In addition to missing friends and family – during this time of year, I miss Maine’s foods – and not just the real “lobstah” with claws.
Photo used with the permission of the photographer, Catherine Frost, an outstanding marketing professional. Check out her business, Folio Marketing & Creative on Facebook.
Facebook has allowed me to stay in touch with friends and family back home and at sea. On one recent day, my Maine Facebook friends had my mouth watering with posts about Macoun apples, Bean Suppahs, and Maine Lobstah. In late August I craved fresh Maine corn on the cob, caved, and bought days old corn from Florida. That’s just wrong.
My food cravings “at sea” begin in the spring and continue through the autumn:
Early Spring. Brook trout and fiddleheads. When I was four or five, I remember going “fishing” with my mom and dad. One of them would fish for brook trout, and the other would let me “help” pick fiddleheads. Back home, we feasted on pan-fried brook trout and steamed fiddleheads.
May and June. Rhubarb. Just like every home I grew up in, the one EW I bought had a rhubarb plant: rhubarb raw with lots of sugar, rhubarb sauce on ice cream and strawberry/rhubarb pie. I miss rhubarb.
June into July. Strawberries. Favorite’s birthday is in late June, and as he got older, I served strawberry shortcake as a treat. While one can use sponge cake or pound cake for this dessert, the real Maine way is to make sweet biscuits and real whipped cream. Oh, my.
When I was a kid, we’d also start to pick green onions and lettuce in June and keep on enjoying them through the summer. Real baby carrots – not those fake, uniform nubs offered in the stores – were pulled from the ground, rinsed under the outdoor spigot, and eaten as a back-yard snack. At left: My dad and our young neighbor Brendan F., checking the garden in 74 or 75. Look at that lettuce!
July If things were going well in the garden, the corn would be knee high and the first peas would be ready to pick. The first raspberries would ripen in mid-July. My Grampa Robbins had a raspberry bush – well more of a wild thicket, actually – right outside his one-room cottage. I loved going out in my PJs in the morning to pick raspberries for my cereal. Later, my dad planted and tended raspberry bushes at the far end of his garden, lovingly covering them with netting to discourage the birds. Mom’s favorite pie was raspberry and each Thanksgiving I’d make it from raspberries I’d frozen in the summer. And as for those peas? A traditional Fourth of July meal included peas and salmon. The best Fourth of July meal had fresh-water salmon.

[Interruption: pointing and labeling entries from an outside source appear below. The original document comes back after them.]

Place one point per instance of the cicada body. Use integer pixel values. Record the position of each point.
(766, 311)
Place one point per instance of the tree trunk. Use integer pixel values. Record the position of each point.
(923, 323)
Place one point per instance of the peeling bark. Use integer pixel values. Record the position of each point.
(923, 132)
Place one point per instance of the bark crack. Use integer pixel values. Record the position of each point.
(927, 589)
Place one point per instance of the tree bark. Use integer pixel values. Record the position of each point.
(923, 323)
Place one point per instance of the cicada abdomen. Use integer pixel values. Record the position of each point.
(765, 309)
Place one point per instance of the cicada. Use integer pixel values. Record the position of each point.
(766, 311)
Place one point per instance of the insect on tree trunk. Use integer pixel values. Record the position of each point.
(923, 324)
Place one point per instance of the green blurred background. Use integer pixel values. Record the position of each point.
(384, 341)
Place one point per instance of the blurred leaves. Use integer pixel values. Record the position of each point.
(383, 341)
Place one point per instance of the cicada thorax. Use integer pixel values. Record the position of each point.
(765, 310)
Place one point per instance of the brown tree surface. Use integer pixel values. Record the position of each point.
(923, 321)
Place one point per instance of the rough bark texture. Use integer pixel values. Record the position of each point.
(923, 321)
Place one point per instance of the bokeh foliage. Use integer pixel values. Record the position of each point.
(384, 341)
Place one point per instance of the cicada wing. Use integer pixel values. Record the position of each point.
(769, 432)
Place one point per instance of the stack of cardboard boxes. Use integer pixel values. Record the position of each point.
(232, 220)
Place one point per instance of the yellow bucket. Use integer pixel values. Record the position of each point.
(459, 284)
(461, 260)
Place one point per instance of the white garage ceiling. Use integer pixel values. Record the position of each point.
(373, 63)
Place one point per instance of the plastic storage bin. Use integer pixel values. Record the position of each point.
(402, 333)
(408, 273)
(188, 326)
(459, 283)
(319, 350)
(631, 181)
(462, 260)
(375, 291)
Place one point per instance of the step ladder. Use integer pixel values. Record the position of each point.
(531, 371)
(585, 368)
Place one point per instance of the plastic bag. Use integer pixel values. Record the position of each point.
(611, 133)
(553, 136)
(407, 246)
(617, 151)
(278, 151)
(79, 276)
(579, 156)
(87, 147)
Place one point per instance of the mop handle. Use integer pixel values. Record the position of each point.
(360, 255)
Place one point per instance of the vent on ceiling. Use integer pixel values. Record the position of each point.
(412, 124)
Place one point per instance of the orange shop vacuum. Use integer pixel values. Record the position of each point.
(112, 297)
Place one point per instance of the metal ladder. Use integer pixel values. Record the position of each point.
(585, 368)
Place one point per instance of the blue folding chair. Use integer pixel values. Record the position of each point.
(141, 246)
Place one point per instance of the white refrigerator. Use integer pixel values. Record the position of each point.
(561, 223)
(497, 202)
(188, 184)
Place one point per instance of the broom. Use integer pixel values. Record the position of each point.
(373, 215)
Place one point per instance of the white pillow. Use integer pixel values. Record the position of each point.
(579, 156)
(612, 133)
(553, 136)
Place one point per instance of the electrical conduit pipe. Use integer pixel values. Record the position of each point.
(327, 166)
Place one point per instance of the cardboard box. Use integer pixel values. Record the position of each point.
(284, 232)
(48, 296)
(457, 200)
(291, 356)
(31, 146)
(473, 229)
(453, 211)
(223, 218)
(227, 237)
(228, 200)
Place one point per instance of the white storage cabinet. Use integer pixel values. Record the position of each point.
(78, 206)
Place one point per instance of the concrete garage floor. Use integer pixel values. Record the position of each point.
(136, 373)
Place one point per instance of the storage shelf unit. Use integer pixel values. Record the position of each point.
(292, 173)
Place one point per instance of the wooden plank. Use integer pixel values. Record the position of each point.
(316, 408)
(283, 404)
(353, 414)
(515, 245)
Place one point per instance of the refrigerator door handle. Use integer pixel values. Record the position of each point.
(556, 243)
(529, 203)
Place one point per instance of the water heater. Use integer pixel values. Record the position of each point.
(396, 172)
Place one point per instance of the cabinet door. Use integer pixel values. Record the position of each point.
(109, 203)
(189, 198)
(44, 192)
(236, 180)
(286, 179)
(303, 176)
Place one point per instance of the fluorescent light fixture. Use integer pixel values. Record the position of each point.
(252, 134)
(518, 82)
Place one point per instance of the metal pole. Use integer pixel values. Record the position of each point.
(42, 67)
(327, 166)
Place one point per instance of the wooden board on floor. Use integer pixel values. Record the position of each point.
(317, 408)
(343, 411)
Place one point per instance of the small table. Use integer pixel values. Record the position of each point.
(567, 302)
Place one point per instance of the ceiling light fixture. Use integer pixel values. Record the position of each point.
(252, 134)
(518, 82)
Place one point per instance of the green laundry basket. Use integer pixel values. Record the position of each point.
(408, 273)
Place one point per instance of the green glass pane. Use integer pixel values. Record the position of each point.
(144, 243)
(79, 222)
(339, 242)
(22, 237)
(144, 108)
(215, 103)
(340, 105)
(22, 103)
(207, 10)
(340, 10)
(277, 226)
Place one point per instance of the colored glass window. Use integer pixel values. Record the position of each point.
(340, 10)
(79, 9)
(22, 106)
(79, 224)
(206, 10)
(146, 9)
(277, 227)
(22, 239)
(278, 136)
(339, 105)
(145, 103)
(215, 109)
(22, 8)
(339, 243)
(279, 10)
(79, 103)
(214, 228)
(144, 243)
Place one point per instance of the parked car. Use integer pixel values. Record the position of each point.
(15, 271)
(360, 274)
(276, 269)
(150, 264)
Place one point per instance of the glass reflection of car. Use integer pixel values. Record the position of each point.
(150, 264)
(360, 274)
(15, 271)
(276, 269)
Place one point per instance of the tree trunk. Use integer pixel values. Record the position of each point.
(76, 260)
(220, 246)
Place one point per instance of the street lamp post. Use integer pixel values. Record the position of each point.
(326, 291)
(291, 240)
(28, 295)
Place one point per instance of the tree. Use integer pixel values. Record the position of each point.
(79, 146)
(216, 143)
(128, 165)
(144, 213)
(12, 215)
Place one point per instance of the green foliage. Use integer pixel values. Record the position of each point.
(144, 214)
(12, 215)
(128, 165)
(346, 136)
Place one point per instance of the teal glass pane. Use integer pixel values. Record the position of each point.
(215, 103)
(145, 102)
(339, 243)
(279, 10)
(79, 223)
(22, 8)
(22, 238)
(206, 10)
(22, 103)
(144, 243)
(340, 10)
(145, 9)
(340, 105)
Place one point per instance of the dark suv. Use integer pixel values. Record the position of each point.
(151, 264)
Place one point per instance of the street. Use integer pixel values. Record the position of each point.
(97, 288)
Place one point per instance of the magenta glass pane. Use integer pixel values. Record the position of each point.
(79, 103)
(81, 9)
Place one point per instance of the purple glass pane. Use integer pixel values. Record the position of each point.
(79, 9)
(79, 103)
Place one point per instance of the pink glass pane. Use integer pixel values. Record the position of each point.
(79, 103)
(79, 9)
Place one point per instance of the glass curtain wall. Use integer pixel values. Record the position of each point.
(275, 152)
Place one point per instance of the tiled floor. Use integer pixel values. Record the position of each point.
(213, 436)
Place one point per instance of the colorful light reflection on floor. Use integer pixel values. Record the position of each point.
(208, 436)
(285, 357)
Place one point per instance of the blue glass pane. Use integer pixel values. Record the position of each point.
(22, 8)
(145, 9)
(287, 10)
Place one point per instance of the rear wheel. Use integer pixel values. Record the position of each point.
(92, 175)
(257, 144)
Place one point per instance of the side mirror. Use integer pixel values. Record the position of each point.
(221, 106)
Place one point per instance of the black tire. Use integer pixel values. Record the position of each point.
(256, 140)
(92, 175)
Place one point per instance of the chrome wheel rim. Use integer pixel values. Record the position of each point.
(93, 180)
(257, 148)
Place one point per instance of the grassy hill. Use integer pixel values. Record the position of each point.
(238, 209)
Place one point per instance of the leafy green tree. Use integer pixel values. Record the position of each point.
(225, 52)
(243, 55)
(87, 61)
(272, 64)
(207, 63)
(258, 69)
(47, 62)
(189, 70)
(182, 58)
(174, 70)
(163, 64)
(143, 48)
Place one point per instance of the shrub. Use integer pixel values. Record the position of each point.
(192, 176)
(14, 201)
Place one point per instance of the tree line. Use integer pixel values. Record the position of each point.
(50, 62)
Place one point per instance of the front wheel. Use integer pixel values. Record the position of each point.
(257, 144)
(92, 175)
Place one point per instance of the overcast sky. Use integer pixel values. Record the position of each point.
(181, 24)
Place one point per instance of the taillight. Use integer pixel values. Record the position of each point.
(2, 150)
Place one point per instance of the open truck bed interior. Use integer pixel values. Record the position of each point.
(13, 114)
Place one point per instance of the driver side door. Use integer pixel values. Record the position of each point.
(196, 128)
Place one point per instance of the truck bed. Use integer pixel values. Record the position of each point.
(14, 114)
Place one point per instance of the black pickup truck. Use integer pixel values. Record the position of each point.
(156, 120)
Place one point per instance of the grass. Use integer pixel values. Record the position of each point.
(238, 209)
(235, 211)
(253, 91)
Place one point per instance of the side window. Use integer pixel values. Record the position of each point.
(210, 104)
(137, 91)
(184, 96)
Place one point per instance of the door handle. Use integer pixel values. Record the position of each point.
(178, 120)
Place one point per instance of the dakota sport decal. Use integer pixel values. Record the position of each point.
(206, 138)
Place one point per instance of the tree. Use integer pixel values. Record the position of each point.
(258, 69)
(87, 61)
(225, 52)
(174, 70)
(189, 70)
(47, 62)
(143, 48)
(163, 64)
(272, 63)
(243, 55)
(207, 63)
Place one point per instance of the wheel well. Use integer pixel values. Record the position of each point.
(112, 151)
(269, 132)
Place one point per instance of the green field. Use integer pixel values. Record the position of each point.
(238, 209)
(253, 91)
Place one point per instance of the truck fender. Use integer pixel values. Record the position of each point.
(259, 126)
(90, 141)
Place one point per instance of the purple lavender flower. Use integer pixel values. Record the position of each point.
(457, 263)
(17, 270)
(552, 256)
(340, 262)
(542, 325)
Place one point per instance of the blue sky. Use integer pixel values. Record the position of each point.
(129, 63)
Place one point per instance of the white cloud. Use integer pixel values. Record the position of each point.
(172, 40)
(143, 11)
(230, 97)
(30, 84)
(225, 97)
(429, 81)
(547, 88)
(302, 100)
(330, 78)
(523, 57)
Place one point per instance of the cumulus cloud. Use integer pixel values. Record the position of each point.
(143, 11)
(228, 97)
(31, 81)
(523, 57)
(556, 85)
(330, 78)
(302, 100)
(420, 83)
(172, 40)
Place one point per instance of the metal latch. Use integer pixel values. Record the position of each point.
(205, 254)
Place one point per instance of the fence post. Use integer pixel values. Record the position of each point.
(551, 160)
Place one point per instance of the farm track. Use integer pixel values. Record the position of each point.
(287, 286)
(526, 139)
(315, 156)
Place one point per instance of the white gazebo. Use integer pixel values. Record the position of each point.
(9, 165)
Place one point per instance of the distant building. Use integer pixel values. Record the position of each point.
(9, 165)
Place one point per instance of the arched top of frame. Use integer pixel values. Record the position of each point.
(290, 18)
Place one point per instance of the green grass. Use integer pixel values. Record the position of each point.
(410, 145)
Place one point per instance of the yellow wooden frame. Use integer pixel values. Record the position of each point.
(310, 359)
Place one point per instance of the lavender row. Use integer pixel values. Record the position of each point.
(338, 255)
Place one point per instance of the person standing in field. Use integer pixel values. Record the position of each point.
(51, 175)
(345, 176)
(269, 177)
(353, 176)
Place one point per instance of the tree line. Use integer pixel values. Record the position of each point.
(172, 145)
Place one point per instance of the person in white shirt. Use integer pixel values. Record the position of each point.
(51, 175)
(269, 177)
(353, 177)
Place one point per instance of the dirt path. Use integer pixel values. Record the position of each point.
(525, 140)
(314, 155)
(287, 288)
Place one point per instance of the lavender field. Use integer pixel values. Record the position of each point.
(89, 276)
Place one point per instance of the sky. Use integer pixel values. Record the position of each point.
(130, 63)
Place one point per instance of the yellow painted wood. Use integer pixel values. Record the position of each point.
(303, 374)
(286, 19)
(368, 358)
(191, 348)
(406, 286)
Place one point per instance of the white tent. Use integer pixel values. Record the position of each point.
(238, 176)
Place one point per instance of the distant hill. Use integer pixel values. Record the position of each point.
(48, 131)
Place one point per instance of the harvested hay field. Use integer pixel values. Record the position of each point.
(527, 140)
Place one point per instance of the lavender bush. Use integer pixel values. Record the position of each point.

At right: This photo was captioned: “My first fish.” It is my only fish. I was 10. It was a salmon caught in Sebec Lake – in Maine, of course.
August. Green Beans, cucumbers, blueberries and – finally – corn on the cob. In Maine, it must be fresh picked that day. Here’s the old Maine recipe for corn:
Fill a pot half way with water and bring it to a boil. Go out in the garden, pick and husk the corn and run like hell to the house. If you trip and fall, toss that corn to the pigs and start again.
This is not much of an exaggeration. I don’t turn down a lobstah feed at any time of the year, but the best shore dinners are served with fresh corn on the cob and are therefore best enjoyed in August and September.
September – October All of the fall vegetables, are delicious in Maine, but my favorite Maine treat is a crisp, tart, fresh apple. Cortlands and Macouns were our family’s favorites. My mouth is watering.
Fall – Winter The Maine Bean Suppah. First, “supper”, pronounced suppah is the normal evening meal in Maine; “dinner” was served at noon on Sunday, after church. Suppah was served at 5 and if you were attending a bean “suppah” at the local church or grange hall, you’d best show up early. As this excellent post from Maine says, first you pick your piece of pie, and set it at your place on the table; and then you enjoy an all you can eat feast of Maine Baked Beans, Cole Slaw, various side dishes, brown bread or biscuits, and – in later years – hot dogs. Usually, all of the food is home-made and delivered to the venue in the afternoon. A group of volunteers arrives at the sight early in the morning to cook massive of yellow-eye and pea beans in vast pots or casserole dishes. Daddy made the beans at home, and most Saturday night suppahs in the Huff house were bean suppahs with home-made biscuits.
We enjoy eating local foods, especially in Trinidad and Grenada, but, on some days I may see something on Facebook, or simply be reminded of the season, my mouth waters, and I begin to crave a food from home.
To all of you back in the Northeast – please enjoy some of those treats for me. To all of you who cruise – what foods do you miss? It’s all part of our adventure.